La sonnerie du sien l’interrompit. C’était la voix de baryton d’Evgueni Tchervanienko.

— J’ai vu les journaux, fit-il sans commentaires. Il faudra en parler.

— Cela vous donne une idée ? demanda Malko.

— Pas vraiment, mais il faut qu’on en discute… Je ne vous appelais pas pour cela. Vous êtes absolument certain du numéro de portable que vous m’avez communiqué l’autre jour ?

— Autant qu’on puisse l’être, affirma Malko. Pourquoi ?

— J’ai identifié son propriétaire, annonça l’Ukrainien. C’est inattendu. Si vous venez me voir, je vous mettrai au courant.

Malko coupa la communication, euphorique. Au moment où tout semblait bouché, il pouvait de nouveau se mettre en campagne.

— Je me rends chez Tchervanienko, lança-t-il à Donald Redstone. On va peut-être reprendre la piste.

CHAPITRE XII

— Il s’agit d’un des oligarques les plus riches du pays, lié au système Koutchma, expliqua Evgueni Tchervanienko. Il est dans le pétrole, producteur de vodka et importe des télés. B s’appelle Igor Baikal. Le portable a été enregistré au nom de sa société de production de vodka, mais à son adresse personnelle, sa datcha d’Osogorki.

Satisfait, le responsable de la sécurité de Viktor Iouchtchenko alluma un cigare. Malko n’en revenait pas. La permanence du candidat de la «révolution orange» était particulièrement calme ce matin là, et il n’avait même pas aperçu la belle Svetlana, la boudeuse du vol de Moscou. La découverte d’Evgueni Tchervanienko ouvrait des horizons.

— Quel pourrait être le lien de cet oligarque avec notre affaire ? demanda-t-il.

— À première vue, je ne vois pas, avoua Tchervanienko. Igor Baikal n’est pas un politique. Il fait du business, c’est tout. Comme c’est l’équipe Koutchma qui est au pouvoir, il marche avec eux. Mais il a donné un peu d’argent à la «révolution orange». Il préserve l’avenir.

— Vous le connaissez ?

— Pas personnellement. Il sort peu. Je sais seulement qu’il est lié à Vladimir Satsyuk, qui est plus ou moins son voisin. Et que ce sera extrêmement difficile d’enquêter sur lui. Il a tout le gouvernement actuel dans sa poche. En plus, c’est un ancien mafieux, qui, en 1993, a fait alliance avec le SBU pour sauver ses affaires. À l’époque, il importait la vodka Smirnoff et possédait des boîtes et des restaurants. Quand le SBU a décidé de s’approprier les affaires des mafieux, il a eu l’intelligence de traiter avec eux.

— C’est peut-être là qu’il faut chercher, avança Malko. Vous pourriez retrouver ses interlocuteurs d’alors au SBU ?

— Je vais essayer, promit Tchervanienko. Mais cela sera très difficile. Il y a plus de dix ans de cela. Dobre, je vous laisse.

— Vous avez un numéro de téléphone pour Igor Baikal ?

— Oui, mais il ne répond jamais lui-même. S’il découvre de quoi il s’agit, vous n’arriverez jamais à l’avoir et, si vous insistez, il vous fera liquider.

Encourageant.

Malko pensa soudain à Tatiana, l’assistante de Vladimir Sevchenko, qui devait arriver par le vol d’Athènes au début de l’après-midi.
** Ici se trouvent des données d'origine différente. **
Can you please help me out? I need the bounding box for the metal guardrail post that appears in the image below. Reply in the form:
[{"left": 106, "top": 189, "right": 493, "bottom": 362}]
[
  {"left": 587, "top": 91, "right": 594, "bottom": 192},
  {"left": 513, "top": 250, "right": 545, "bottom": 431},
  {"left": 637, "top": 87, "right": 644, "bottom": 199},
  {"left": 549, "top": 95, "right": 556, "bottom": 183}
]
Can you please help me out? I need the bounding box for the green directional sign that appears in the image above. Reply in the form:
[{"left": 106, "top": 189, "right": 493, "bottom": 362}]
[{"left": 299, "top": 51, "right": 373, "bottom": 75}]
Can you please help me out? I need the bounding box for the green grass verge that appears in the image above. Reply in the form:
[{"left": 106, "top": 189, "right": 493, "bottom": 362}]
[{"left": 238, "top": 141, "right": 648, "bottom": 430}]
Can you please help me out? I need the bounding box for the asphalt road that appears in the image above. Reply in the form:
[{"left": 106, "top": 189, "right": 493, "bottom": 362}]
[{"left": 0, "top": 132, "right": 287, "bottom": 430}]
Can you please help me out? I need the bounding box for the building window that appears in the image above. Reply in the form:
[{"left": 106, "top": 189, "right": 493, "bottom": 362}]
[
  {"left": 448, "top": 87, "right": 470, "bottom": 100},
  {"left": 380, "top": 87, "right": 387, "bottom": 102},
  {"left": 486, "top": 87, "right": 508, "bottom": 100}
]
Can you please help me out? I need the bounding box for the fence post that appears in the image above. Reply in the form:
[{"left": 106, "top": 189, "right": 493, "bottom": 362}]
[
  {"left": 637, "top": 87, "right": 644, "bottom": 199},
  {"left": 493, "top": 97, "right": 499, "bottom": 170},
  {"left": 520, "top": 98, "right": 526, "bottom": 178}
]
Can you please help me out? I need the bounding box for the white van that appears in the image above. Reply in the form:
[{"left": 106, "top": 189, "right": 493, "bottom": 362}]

— Vous pensez que Vladimir Sevchenko connaît Igor Baikal ? demanda-t-il.

Evgueni Tchervanienko éclata de rire.

— Bien sûr ! Mais ils ne se sont pas vus depuis un moment. Demandez-lui quand même.

Malko ressortit perplexe de cette entrevue. Pourquoi un milliardaire abritait-il un petit voyou polonais dans sa datcha ? Qui le lui avait demandé ? S’il répondait à cette question, il pénétrerait au cœur du complot monté pour liquider Viktor Iouchtchenko.

Mais c’était comme plonger dans un marigot grouillant de crocodiles très affamés.

* * *

Noyé dans la foule de l’aérogare de Borystil, Malko guettait la porte coulissante par laquelle les voyageurs quittaient la zone sous douane. Pendant le trajet, il avait beaucoup réfléchi. Plus qu’un combat d’arrière-garde, il avait la sensation qu’il menait une vraie bataille. Son sixième sens lui hurlait en effet que ceux qui avaient tenté d’éliminer Viktor Iouchtchenko de l’élection présidentielle n’avaient pas renoncé.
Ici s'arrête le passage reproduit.